Larry Blumenfeld for The Village Voice – An uninformed listener attending a late set at the Subrosa club on a Monday in April — one who knew nothing of Eddie Palmieri’s long career shaping Afro-Latin jazz into a uniquely New York sound — might have thought the solo pianist onstage was a straight-up avant-gardist. Palmieri crafted abstractions with a heavily amplified Yamaha hybrid piano. Single notes were piercing pokes. Complex chords became brash tonal washes. The logic was rhythmic, suggested as much as stated, and always of Afro-Caribbean lineage. Palmieri’s improvisations moved from formal to funky to funny. Here and there, he gracefully stitched in a passage of startling beauty, as with the melody of “Life,” a tender ballad from his new album, Sabiduría/Wisdom.

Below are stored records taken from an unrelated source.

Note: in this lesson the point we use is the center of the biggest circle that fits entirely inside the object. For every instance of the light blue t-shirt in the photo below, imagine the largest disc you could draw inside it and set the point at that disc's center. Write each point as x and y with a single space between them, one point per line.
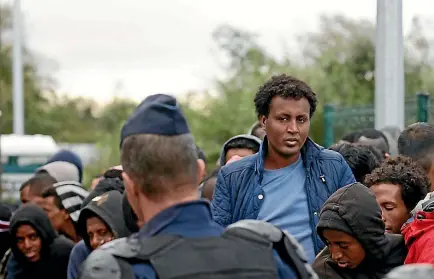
285 203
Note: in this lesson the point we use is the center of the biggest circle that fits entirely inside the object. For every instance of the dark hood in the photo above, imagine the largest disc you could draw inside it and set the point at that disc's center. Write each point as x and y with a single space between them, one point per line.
106 207
129 215
105 185
38 219
225 150
353 209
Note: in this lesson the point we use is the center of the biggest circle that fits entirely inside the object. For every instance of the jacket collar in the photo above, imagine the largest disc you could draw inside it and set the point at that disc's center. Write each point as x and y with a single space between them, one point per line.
309 152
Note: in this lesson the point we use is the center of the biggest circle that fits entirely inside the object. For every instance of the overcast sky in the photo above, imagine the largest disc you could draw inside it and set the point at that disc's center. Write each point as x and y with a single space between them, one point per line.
144 47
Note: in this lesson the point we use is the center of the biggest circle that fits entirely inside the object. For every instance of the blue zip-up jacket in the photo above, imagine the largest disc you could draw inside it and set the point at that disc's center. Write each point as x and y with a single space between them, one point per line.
238 193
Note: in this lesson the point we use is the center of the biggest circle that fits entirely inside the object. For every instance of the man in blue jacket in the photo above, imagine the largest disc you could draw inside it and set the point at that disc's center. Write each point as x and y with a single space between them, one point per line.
289 179
179 238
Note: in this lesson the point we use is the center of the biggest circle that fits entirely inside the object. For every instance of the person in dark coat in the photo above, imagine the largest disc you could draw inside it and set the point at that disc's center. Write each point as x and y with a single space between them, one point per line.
37 250
357 247
101 221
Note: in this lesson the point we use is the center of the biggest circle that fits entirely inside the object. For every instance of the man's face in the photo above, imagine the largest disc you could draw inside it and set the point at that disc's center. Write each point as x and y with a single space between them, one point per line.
98 232
393 209
287 125
57 216
29 242
346 250
430 175
242 152
132 195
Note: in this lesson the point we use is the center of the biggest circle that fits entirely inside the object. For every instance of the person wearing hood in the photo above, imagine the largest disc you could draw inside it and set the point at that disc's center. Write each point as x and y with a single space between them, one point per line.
257 130
350 224
239 147
399 184
289 179
62 202
81 250
101 221
37 250
32 189
233 150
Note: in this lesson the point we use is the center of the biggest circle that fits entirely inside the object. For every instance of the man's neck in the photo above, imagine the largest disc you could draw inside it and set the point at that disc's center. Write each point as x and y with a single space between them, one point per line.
68 229
275 161
154 207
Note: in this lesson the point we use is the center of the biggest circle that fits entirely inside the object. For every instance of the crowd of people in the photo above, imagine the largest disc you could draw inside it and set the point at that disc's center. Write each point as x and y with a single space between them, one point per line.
275 205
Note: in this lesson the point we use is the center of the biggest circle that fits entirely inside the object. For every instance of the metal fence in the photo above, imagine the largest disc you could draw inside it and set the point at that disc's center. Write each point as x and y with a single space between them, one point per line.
339 121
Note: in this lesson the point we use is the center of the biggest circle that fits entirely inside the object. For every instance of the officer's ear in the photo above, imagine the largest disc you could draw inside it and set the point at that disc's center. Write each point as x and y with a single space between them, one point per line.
200 170
129 184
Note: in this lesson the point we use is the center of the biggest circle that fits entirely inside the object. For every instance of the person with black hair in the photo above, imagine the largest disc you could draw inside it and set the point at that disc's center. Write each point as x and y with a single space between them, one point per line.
399 184
350 223
202 157
375 138
360 158
31 190
289 179
37 250
417 142
239 146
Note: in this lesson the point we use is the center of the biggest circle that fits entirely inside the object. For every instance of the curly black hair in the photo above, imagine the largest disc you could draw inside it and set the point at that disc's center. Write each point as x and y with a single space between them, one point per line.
360 158
405 172
286 87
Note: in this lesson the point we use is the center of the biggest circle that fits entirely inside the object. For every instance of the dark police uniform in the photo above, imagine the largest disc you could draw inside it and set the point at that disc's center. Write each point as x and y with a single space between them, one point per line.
183 241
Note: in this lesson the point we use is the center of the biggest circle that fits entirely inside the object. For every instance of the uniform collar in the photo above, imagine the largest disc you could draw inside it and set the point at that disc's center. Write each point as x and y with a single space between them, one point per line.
196 211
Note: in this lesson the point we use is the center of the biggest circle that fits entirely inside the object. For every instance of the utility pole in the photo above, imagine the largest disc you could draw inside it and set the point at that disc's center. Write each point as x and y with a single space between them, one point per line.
389 65
17 68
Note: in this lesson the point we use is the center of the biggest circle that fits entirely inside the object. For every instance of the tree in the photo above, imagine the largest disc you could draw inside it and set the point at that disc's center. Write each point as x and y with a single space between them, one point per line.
338 63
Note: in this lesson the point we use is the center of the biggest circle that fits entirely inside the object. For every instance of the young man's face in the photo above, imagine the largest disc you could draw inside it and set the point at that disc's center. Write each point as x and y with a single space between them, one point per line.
287 125
242 152
393 209
346 250
57 216
29 242
259 132
98 232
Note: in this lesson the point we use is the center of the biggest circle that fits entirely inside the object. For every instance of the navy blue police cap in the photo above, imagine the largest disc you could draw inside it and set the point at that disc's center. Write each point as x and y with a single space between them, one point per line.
158 114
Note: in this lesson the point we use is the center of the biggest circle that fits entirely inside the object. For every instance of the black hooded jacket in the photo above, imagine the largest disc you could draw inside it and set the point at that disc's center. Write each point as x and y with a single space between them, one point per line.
108 208
54 252
105 185
354 210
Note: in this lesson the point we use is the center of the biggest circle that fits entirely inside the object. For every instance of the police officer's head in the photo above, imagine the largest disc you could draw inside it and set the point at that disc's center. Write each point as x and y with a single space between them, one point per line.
159 157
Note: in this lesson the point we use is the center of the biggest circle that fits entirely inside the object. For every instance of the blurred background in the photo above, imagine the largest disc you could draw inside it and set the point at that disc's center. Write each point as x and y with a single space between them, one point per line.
87 63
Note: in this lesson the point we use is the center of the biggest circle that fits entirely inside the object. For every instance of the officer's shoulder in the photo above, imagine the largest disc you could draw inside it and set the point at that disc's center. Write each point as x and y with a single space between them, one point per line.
261 228
103 262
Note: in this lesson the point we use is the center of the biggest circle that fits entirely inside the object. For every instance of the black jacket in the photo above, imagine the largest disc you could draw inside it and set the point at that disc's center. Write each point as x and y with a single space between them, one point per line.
107 207
354 210
55 249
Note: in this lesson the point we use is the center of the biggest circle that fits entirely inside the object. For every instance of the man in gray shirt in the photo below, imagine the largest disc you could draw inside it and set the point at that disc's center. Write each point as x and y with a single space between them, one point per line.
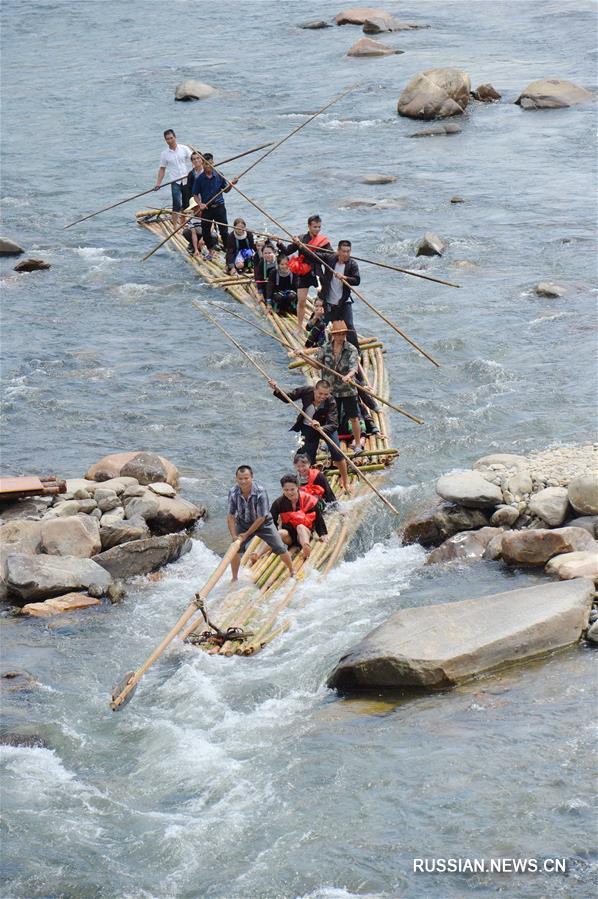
249 516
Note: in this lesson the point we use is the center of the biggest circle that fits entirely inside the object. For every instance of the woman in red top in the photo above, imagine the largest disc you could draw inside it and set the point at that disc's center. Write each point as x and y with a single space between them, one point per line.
299 514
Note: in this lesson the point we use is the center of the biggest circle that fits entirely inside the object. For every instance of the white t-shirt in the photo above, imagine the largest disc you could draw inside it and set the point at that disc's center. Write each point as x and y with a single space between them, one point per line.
336 286
176 162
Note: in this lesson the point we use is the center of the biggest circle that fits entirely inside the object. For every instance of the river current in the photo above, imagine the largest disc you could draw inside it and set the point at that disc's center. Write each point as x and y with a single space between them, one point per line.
248 778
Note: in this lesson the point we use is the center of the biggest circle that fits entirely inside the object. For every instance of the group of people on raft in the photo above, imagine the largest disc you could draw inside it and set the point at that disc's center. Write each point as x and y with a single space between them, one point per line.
280 275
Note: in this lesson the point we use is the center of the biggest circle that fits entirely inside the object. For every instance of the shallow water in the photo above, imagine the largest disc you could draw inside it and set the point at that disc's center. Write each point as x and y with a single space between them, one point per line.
243 778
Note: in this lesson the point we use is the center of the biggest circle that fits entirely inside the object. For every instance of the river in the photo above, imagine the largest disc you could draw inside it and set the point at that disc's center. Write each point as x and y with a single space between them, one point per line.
240 778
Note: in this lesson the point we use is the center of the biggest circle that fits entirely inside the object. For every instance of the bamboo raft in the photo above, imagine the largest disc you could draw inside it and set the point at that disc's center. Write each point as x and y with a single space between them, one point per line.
255 607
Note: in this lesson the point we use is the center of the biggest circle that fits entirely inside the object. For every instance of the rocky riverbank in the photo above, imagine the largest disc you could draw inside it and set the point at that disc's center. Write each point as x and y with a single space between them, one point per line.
124 518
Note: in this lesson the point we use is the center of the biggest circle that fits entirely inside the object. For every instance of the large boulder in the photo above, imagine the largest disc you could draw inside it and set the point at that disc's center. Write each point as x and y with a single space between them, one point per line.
435 94
193 90
551 505
441 645
123 531
583 494
67 603
143 556
570 565
77 535
111 467
38 577
552 93
469 489
365 46
536 546
10 248
468 546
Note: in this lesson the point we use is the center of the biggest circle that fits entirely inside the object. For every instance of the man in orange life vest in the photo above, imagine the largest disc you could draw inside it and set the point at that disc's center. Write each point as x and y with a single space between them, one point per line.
305 266
299 514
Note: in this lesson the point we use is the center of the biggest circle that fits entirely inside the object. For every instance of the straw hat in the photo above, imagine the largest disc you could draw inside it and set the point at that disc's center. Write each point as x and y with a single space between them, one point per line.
338 328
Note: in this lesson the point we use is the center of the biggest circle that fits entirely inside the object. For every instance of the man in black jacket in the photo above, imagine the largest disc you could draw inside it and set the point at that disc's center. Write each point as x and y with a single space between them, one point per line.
320 406
335 293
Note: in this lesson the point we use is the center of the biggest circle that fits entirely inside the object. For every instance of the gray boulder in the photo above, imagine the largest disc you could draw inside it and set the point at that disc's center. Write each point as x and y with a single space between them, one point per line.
430 245
435 647
551 505
143 556
536 546
77 535
10 248
435 93
552 93
38 577
193 90
583 494
123 531
469 489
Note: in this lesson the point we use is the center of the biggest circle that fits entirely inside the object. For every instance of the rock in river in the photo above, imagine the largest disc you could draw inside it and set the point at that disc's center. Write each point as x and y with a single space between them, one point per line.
435 93
365 46
469 489
552 93
441 645
143 556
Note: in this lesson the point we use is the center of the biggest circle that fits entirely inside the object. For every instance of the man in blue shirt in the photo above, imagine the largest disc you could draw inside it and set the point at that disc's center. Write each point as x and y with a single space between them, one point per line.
208 191
249 516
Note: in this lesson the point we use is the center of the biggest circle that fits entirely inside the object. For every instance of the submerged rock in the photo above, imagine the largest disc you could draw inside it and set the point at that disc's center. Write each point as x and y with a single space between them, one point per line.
552 93
435 647
435 93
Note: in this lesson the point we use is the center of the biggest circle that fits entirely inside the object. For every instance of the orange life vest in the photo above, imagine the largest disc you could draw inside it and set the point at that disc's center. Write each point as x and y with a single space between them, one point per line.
298 264
310 487
302 514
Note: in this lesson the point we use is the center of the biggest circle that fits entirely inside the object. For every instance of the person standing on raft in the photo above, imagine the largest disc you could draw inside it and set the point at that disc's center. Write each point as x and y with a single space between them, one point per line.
299 515
304 265
249 516
338 354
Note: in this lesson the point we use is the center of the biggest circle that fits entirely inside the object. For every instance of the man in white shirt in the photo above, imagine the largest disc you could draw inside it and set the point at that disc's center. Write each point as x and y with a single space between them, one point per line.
175 162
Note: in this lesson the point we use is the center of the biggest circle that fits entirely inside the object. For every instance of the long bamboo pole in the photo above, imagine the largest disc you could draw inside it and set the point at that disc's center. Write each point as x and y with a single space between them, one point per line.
152 189
253 164
318 429
319 365
125 692
320 261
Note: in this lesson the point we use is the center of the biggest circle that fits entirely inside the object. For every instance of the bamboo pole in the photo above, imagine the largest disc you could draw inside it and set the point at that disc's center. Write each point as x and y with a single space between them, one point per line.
319 430
253 164
152 189
118 699
319 365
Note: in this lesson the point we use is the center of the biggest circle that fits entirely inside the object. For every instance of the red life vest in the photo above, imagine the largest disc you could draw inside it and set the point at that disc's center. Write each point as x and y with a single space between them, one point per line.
298 264
303 513
310 487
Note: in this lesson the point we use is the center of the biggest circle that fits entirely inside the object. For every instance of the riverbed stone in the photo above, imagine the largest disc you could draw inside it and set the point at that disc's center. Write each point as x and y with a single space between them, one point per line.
365 46
77 535
142 556
534 547
191 89
583 494
551 505
10 248
469 489
552 93
435 93
438 646
67 603
39 577
430 245
123 531
570 565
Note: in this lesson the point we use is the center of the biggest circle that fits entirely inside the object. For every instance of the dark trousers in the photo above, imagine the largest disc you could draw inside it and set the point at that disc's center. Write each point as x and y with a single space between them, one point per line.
343 313
214 214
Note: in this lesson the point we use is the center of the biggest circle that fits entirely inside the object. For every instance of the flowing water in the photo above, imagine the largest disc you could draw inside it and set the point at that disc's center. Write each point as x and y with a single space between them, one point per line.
248 778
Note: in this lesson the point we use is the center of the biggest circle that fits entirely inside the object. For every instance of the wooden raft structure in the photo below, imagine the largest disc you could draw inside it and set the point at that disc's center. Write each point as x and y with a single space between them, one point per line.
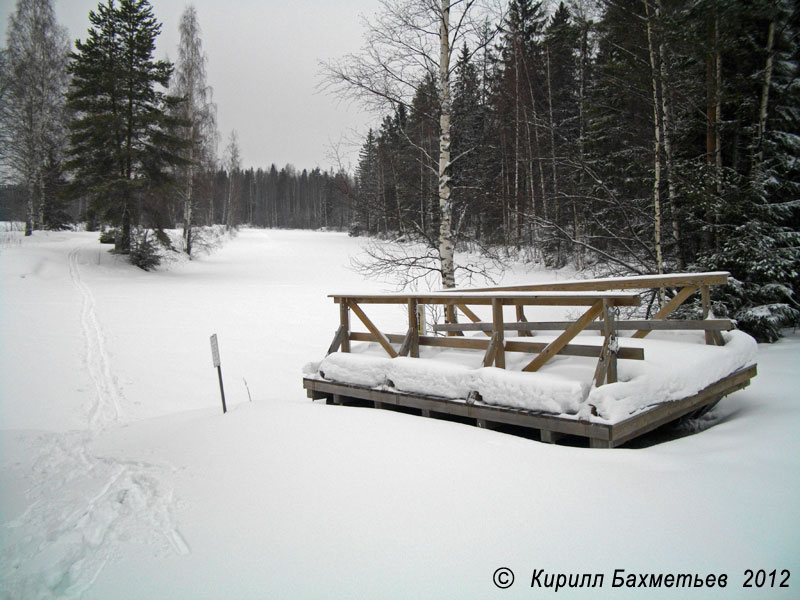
600 300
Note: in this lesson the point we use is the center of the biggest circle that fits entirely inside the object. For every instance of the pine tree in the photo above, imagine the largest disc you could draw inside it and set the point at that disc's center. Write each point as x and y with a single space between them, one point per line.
33 79
122 137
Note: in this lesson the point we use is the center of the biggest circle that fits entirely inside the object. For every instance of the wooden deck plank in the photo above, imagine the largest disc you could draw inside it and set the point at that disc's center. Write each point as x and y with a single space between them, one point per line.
551 427
663 413
477 410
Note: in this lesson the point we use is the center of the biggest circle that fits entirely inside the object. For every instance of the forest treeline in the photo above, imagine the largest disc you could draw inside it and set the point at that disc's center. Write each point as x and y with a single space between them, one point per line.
643 136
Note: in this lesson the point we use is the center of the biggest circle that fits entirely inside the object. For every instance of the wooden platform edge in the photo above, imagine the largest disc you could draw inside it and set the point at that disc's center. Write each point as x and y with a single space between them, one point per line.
550 427
663 413
461 408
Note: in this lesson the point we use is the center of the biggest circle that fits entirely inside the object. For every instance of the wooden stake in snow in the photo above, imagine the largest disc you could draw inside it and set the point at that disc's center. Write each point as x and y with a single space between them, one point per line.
217 364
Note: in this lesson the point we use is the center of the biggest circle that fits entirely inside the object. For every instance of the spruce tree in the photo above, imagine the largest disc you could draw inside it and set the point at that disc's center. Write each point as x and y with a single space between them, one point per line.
123 140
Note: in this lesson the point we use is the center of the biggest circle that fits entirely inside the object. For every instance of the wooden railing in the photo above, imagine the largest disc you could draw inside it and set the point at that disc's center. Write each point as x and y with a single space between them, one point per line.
600 297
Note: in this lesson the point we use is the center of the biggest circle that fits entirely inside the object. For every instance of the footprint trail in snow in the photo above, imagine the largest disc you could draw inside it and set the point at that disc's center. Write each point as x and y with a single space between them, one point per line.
82 508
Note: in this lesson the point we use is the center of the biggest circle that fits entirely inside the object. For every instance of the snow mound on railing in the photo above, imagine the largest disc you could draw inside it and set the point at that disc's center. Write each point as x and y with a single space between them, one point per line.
671 370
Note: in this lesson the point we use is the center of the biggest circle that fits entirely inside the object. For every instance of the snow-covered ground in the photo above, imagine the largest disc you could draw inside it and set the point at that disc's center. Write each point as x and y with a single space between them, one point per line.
120 477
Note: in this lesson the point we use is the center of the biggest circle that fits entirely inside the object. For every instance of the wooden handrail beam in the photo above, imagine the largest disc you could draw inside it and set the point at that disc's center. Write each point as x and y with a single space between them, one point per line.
629 325
549 298
587 350
639 282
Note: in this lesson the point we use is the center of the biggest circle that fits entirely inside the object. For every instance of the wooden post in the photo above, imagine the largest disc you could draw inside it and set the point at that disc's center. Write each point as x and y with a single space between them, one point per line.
705 300
497 334
344 323
609 322
450 317
413 327
218 364
521 318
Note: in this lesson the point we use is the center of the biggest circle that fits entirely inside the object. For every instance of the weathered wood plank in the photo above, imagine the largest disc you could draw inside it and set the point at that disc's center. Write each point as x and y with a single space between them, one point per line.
661 414
611 345
380 337
472 317
558 344
587 350
521 331
413 327
506 298
491 352
405 347
497 334
669 307
624 325
337 340
344 323
477 410
618 283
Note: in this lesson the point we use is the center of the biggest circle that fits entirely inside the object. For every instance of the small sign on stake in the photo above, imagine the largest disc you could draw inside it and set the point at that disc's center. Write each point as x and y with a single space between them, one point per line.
218 365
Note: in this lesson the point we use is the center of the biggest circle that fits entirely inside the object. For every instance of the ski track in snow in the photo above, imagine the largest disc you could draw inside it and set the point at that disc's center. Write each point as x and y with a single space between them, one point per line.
82 508
109 398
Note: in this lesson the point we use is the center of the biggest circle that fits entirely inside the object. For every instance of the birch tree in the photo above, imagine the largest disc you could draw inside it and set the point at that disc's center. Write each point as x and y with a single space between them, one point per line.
408 43
34 79
198 112
233 163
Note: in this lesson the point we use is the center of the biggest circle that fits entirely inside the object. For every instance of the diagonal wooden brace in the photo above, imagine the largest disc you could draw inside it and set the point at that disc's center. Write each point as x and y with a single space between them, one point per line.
557 344
382 339
670 306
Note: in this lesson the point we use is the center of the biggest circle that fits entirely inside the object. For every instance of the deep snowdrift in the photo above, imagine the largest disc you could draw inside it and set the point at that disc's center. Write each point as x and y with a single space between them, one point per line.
120 477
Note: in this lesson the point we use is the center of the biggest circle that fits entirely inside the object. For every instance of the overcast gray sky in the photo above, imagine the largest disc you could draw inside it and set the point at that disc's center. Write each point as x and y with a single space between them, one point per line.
263 60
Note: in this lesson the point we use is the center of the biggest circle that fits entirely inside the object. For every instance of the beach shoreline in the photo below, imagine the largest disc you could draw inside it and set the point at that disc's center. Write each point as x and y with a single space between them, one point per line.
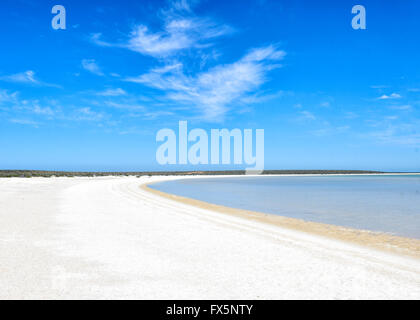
109 238
373 239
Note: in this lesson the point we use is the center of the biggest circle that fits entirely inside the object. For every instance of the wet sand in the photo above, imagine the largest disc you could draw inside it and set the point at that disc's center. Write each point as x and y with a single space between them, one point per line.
108 238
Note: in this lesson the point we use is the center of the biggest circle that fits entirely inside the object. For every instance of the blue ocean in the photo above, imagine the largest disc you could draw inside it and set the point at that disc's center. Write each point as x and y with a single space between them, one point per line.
384 203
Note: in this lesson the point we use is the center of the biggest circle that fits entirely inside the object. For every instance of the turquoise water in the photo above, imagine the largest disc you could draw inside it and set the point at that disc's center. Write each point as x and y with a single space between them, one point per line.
385 203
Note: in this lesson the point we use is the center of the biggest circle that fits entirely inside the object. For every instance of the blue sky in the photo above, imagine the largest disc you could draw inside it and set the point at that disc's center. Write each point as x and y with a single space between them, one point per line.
93 96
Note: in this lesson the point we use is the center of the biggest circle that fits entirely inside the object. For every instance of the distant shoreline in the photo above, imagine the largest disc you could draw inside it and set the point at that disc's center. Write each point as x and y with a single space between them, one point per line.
44 173
377 240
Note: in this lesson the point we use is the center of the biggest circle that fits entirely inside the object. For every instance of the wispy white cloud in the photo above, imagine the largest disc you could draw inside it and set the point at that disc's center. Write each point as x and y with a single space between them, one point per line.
91 66
26 77
112 92
391 96
214 91
25 122
178 34
406 107
307 115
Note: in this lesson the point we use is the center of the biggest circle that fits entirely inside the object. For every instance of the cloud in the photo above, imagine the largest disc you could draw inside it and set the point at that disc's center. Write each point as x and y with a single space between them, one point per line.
112 92
86 114
306 115
26 77
214 91
406 107
25 122
5 96
181 30
392 96
91 66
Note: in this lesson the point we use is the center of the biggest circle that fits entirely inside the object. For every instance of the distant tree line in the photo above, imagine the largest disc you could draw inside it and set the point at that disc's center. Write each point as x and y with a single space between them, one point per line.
48 174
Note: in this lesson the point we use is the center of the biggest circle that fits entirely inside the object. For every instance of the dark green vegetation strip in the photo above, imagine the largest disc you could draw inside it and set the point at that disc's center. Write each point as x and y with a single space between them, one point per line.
47 174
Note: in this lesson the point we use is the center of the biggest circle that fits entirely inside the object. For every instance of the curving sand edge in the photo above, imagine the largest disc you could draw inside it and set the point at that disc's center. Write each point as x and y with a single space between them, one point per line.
376 240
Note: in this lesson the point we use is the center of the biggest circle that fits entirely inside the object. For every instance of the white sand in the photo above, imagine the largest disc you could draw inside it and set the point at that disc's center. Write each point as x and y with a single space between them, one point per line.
107 238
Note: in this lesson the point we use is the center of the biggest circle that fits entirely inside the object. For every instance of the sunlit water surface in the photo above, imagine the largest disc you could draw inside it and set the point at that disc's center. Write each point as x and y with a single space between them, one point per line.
386 203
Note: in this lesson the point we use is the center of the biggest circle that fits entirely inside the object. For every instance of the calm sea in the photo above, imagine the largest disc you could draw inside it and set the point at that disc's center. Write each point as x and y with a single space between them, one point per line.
386 203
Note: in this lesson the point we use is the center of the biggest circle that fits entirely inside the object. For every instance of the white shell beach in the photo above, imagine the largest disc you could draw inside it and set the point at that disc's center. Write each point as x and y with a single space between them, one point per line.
108 238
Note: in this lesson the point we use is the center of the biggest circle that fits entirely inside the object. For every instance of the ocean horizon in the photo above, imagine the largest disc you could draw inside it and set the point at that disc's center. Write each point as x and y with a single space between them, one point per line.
379 203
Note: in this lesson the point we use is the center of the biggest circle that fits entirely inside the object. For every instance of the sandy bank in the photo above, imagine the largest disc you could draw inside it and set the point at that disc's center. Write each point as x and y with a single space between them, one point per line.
108 238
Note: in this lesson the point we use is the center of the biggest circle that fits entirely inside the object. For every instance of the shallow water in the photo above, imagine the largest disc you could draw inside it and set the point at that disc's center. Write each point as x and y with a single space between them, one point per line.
385 203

Palmieri went on like this for more than twenty minutes, relentless and riveting. You’d never have suspected he turned eighty in December.
Born in Harlem to Puerto Rican parents, and raised in the Bronx, Palmieri is the reigning patriarch of Afro-Latin music in the U.S. On opening night of “Eddie Palmieri Presents Afro-Caribbean Mondays,” a weekly series that runs through August, some audience members seemed old enough to recall the hard-edged innovations of Conjunto la Perfecta, which Palmieri formed in 1961, or Harlem River Drive, through which, a decade later, Palmieri braided together Latin, jazz, funk and soul. Palmieri’s new album and Subrosa residency don’t amount to a victory lap. Rather, they’re evidence that he still sets the pace.